As many clinical and biological parameters were comparable in both groups, including serum phosphate and calcium phosphate products, the presence of large calcifications in CUA cases cannot exclusively be explained by systemic mechanisms and local parameters should be taken into consideration, such as elevated local concentration of organic supports—phospholipid or DNA –, favoring calcic nucleation35,36,37. Quite interestingly, CUA cases were more likely to present small-sized vessels calcification and adipocyte membrane calcifications. We can hypothesize that calcifications of small sized vessels of the hypodermis may lead to more frequent adiponecrosis in ESRD + CUA than in ESRD, in turn resulting in local elevation of phospholipid concentration and increased peri-adipocyte membrane calcifications. This hypothesis is consistent with previous studies, suggesting that CUA-specific calcifications are primarily located into subcutaneous fat38, 39. Further analysis using Raman and nano-infrared spectroscopy might provide a better understanding of the molecular environment in which these large calcifications are formed40.
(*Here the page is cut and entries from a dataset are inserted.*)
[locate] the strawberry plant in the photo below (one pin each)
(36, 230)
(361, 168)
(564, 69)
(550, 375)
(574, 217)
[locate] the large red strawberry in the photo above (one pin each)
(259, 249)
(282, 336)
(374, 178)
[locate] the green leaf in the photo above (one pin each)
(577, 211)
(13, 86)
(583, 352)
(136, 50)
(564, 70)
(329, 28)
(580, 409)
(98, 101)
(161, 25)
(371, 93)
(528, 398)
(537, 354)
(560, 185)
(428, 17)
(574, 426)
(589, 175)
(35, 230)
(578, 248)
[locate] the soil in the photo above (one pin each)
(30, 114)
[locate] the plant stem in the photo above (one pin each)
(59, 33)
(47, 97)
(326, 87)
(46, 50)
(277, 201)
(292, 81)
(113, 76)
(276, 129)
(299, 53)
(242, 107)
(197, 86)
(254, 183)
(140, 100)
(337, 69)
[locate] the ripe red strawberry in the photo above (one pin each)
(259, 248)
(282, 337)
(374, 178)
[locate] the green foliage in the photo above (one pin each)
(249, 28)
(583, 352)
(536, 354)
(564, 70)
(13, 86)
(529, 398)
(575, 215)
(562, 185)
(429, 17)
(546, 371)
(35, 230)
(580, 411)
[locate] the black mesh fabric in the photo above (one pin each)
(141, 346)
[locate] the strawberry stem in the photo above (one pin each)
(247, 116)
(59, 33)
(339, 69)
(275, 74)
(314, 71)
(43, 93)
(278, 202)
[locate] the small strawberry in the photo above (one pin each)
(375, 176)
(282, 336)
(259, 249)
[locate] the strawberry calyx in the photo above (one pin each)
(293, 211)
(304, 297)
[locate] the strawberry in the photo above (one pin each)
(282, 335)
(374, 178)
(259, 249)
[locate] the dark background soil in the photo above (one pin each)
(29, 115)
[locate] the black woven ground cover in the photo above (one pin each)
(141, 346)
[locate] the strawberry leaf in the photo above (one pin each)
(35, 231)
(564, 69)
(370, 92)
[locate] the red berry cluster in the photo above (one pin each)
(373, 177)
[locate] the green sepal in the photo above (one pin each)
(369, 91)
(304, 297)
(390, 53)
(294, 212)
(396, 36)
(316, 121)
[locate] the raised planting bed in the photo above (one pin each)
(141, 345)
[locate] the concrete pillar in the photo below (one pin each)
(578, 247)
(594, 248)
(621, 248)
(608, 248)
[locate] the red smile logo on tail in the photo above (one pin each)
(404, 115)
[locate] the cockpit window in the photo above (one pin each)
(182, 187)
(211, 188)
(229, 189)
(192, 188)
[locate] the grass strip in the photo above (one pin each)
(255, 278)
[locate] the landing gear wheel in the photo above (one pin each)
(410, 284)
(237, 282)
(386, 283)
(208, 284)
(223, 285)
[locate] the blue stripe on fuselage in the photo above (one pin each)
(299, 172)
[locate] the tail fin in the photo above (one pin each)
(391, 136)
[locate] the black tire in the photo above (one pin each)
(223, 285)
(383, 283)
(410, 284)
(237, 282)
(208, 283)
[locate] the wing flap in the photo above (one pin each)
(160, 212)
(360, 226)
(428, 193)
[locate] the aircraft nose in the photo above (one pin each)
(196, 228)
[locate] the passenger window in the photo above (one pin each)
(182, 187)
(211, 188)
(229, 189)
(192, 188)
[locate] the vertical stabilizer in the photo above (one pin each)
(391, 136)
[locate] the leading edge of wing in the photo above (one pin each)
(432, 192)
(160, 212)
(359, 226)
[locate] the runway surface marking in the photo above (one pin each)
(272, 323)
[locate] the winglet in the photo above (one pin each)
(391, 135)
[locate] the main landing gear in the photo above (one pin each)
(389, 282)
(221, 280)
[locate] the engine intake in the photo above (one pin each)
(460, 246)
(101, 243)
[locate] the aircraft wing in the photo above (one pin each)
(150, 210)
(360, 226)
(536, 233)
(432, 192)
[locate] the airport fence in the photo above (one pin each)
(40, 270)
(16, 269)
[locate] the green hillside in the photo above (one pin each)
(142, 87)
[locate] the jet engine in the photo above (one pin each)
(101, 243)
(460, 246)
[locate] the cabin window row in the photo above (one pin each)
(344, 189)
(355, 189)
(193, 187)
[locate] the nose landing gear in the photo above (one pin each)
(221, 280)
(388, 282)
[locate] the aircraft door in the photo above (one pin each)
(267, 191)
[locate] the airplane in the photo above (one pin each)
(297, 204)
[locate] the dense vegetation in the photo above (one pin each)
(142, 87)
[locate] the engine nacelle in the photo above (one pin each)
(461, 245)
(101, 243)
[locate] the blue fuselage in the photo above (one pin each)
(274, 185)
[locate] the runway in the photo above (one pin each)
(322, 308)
Our innovative results were obtained using complementary techniques: histology, multiphoton microscopy, FE-SEM, and EDX. Multiphoton microscopy has been used previously in other skin diseases in which elastic fibers are altered including pseudoxanthoma elasticum and solar elastosis but not in CUA17, 20, 21, 23, 41, 42. This technique advantageously provides simultaneous visualization of all major components of the skin, including collagen and elastic fibers, calcifications, sweat glands and adipocyte membranes. Our automated segmentation approach provides a robust and unbiased (blinded) means to analyze the alterations of the elastic fibers in ESRD + CUA compared to ESRD and may be generalized to other diseases in which elastic fibers are altered. Such an automated segmentation is implemented in a straightforward way in grey-level images with sufficient contrast obtained by multiphoton microscopy, but it may be generalized to colored histological images from orcein-stained sections and enable quantification of elastic fibers using classical optical microscopy. It may also be generalized to 3D multiphoton images in thick unstained samples and enable robust and accurate measurements of the length of elastic fibers.
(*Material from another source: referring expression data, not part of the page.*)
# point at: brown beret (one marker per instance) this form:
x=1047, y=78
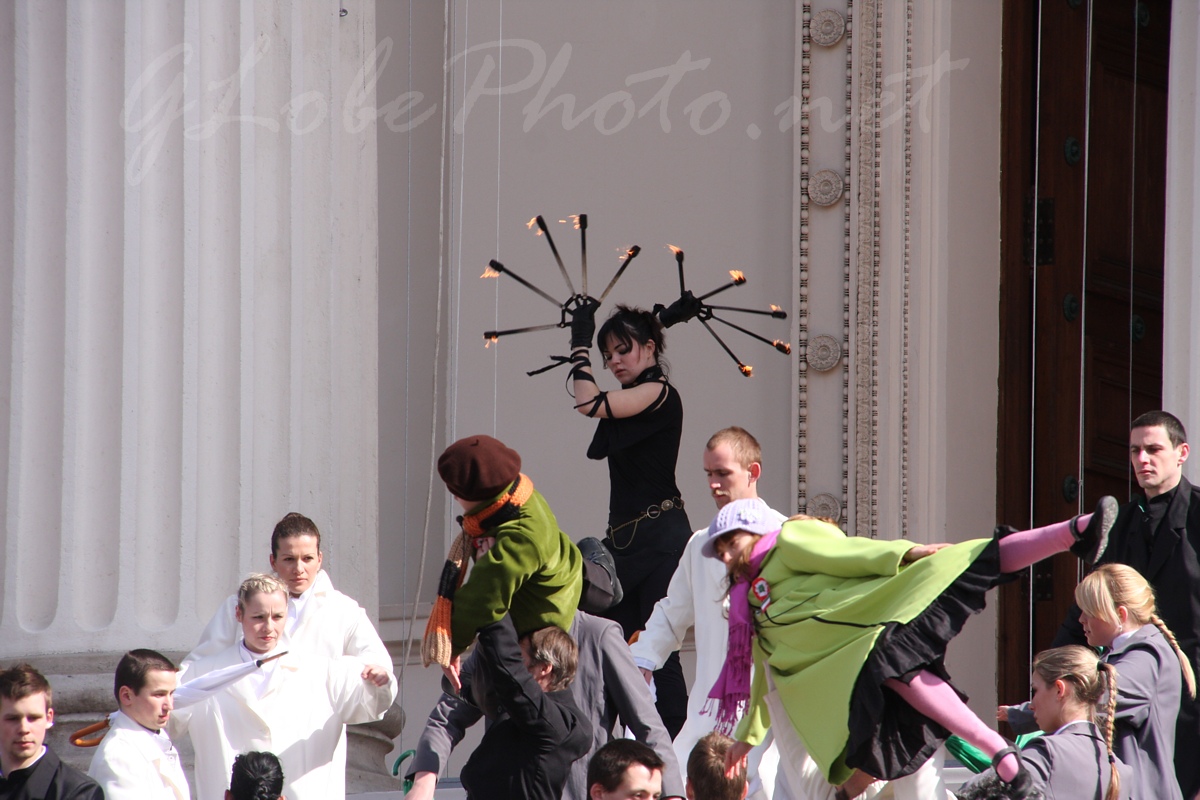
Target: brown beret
x=478, y=468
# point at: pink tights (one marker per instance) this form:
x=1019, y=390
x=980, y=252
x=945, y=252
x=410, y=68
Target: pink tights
x=1020, y=549
x=937, y=699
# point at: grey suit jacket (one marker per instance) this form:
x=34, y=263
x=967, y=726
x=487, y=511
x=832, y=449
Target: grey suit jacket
x=607, y=685
x=1149, y=686
x=1072, y=764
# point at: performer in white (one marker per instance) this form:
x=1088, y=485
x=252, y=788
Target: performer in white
x=137, y=761
x=697, y=597
x=321, y=621
x=295, y=707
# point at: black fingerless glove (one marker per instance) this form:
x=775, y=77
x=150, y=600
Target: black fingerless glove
x=583, y=323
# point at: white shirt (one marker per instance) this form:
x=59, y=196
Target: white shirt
x=135, y=763
x=697, y=597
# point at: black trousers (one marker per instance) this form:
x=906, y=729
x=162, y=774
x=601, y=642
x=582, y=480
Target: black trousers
x=645, y=577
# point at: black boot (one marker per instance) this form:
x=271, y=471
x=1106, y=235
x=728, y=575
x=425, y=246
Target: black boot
x=1092, y=541
x=601, y=588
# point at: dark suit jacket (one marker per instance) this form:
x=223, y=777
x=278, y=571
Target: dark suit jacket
x=49, y=779
x=529, y=751
x=607, y=685
x=1174, y=570
x=1069, y=765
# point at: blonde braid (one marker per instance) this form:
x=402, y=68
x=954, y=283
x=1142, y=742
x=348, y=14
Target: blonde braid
x=1189, y=675
x=1110, y=678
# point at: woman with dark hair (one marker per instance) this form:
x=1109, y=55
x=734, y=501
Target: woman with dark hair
x=639, y=433
x=256, y=776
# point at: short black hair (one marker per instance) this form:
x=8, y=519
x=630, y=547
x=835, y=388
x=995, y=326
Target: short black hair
x=256, y=776
x=609, y=764
x=133, y=668
x=292, y=525
x=706, y=770
x=1169, y=422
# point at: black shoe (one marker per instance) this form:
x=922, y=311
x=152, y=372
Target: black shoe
x=1021, y=786
x=1092, y=541
x=594, y=551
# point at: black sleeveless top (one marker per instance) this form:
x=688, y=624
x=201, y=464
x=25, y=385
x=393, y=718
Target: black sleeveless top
x=642, y=451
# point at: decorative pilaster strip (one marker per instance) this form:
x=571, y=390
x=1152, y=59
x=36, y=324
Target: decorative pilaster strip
x=867, y=287
x=802, y=364
x=907, y=269
x=846, y=264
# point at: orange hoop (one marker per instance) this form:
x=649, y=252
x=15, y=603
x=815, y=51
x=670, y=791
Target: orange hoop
x=78, y=740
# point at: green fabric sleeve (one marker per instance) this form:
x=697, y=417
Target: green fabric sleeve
x=487, y=594
x=816, y=547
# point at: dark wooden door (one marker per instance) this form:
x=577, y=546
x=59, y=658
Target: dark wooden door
x=1081, y=293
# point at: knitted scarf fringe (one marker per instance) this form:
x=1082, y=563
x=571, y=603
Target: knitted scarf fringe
x=437, y=644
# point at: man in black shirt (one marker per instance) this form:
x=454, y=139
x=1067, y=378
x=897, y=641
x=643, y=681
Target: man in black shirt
x=528, y=751
x=1159, y=536
x=29, y=770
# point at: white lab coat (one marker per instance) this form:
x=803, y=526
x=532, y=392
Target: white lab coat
x=333, y=625
x=300, y=716
x=697, y=597
x=132, y=763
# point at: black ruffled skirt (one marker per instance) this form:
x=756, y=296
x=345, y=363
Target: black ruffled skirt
x=888, y=738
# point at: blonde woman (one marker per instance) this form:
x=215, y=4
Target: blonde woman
x=295, y=707
x=1119, y=614
x=1072, y=690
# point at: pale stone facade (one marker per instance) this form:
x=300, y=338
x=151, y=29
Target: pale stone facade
x=210, y=326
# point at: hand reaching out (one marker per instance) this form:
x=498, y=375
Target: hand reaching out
x=377, y=675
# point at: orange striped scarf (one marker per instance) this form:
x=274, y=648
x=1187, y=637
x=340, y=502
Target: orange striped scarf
x=437, y=644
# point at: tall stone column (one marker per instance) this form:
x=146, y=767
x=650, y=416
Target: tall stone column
x=1181, y=290
x=189, y=341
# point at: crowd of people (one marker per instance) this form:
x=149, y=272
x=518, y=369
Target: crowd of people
x=820, y=656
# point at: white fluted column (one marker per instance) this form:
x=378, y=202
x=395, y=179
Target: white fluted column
x=1181, y=289
x=190, y=341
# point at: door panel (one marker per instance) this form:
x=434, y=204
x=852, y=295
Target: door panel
x=1085, y=95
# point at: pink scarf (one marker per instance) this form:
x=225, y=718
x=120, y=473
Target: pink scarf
x=732, y=686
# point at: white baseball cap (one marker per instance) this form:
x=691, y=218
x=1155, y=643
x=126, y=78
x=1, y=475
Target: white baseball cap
x=753, y=516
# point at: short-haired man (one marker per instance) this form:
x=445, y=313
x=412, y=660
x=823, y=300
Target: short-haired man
x=29, y=770
x=696, y=597
x=1159, y=536
x=625, y=770
x=137, y=761
x=529, y=750
x=322, y=621
x=707, y=779
x=606, y=686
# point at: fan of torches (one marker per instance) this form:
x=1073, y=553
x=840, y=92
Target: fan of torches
x=683, y=310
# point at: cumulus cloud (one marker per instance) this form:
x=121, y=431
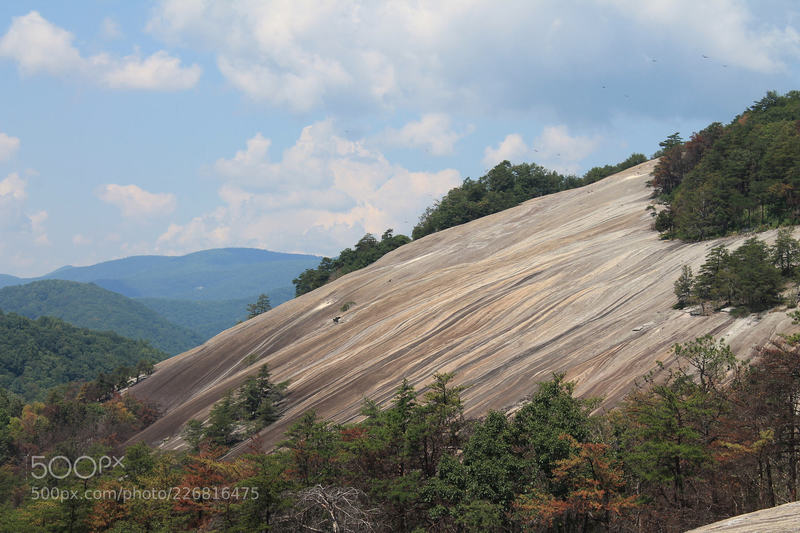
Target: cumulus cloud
x=19, y=227
x=135, y=202
x=159, y=71
x=320, y=195
x=8, y=146
x=12, y=188
x=81, y=240
x=554, y=148
x=110, y=29
x=37, y=221
x=512, y=148
x=432, y=132
x=39, y=46
x=401, y=54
In conclusion, our histological, multiphoton microscopy, FE-SEM, and EDX analyses provide a better understanding of the pathogenesis of CUA. We identified specific alterations of elastic fiber structure as well as voluminous and circumferential vascular calcifications in ESRD + CUA, not observed in ESRD. Although diffused calcifications were observed in both groups, they appeared much larger in ESRD + CUA than in ESRD. Furthermore, dermal elastic fibers, adipocyte membranes, and small-sized vessels were significantly more calcified in ESRD + CUA than in ESRD. Further studies, analyzing the potential presence of organic supports promoting calcifications should be performed to provide a better understanding of this multifactorial pathology.